虚数(ルート(−1))の概念が生まれた経緯から虚数(複素数)の用途に至るまでを概観する数学史の本です。数学公式集(岩波書店)の有名公式を導出するための基礎知識を面白く学べます。
【主要目次】1.虚数の謎、2.ルート(−1)を幾何学的に理解しようとする初めての試み、3.謎の解明に向けて、4.複素数の用途、5.複素数のさらなる用途、6.数学の鬼才たち、7.19世紀、コーシー、複素関数論の始まり
普通の教科書ではx^2+1=0の解を持たせるためにルート(−1)を定義した、という説明がなされますが、実際には3次方程式の解法において必要になったから已む無く導入されたのだ、という処から話がスタートします。そこから基本的な題材(オイラーの公式)だけでなく、純粋数学ネタ(例:ζ関数、リーマン仮説)から応用数学ネタ(例:Γ関数、複素積分)まで、およそ歴史の流れに沿って説明されています。理工系大学の物理数学の副読本としてオススメしたいところです。i^i(iのi乗)や1^π(1のπ乗)を(計算したくても)計算できない大学生・社会人は必読でしょう。(i^iは実数で1^πは複素数というのは痛快ですよね (^-^)v)

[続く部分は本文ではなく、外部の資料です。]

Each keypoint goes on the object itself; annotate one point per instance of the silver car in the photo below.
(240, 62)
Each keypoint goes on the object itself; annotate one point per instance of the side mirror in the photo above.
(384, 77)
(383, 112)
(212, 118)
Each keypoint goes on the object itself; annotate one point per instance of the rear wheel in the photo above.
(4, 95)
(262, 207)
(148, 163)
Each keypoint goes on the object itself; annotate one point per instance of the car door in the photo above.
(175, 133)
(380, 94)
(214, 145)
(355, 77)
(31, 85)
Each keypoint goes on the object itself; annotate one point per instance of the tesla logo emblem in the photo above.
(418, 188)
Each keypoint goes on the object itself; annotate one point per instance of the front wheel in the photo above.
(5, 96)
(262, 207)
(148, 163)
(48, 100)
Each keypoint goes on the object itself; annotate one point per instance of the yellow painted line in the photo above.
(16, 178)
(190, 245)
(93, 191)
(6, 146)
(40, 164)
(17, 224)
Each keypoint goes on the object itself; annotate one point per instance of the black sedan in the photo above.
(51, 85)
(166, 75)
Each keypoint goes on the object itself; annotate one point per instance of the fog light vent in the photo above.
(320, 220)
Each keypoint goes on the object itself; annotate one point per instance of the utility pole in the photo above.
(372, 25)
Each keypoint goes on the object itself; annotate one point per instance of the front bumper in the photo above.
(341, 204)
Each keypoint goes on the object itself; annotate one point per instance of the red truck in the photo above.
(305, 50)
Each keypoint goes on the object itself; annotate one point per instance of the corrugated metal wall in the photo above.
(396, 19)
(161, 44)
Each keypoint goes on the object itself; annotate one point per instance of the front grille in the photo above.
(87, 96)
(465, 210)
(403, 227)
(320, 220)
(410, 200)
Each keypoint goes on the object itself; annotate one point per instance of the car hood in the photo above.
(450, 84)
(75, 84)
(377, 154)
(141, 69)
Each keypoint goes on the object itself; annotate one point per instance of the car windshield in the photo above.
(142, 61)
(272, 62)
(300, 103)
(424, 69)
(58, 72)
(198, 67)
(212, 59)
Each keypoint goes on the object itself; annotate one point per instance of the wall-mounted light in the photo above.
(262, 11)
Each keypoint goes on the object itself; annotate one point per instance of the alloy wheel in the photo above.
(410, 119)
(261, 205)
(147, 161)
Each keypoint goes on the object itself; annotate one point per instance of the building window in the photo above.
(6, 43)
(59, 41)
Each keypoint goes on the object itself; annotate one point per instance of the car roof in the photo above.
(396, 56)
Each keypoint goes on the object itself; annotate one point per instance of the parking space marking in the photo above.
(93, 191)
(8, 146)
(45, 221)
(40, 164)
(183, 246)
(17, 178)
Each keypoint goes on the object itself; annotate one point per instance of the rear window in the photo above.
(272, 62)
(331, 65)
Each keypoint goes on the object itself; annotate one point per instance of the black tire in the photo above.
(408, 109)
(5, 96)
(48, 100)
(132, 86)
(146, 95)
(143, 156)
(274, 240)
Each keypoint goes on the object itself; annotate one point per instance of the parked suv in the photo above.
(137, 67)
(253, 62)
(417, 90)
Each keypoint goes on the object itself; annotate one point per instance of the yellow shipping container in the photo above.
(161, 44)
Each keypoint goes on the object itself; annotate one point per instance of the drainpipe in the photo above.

本書を読み通すと、虚数なしではこの世の中が考えられない程に、虚数がリアルに感じられることでしょう。(第4章以降は読み応え(歯応え)アリ)
惜しむらくは、誤植が散見されることです。自然対数"ln"を"1n"と書かれていたり、指数の肩が間違っていたり、ということが結構あります。これだけでなく、de Broglie (ド・ブロイ)を"ド・ブログリ"と記されているのには絶句しました。監修者・編集者にはキチンと仕事してほしいということで★を減らします。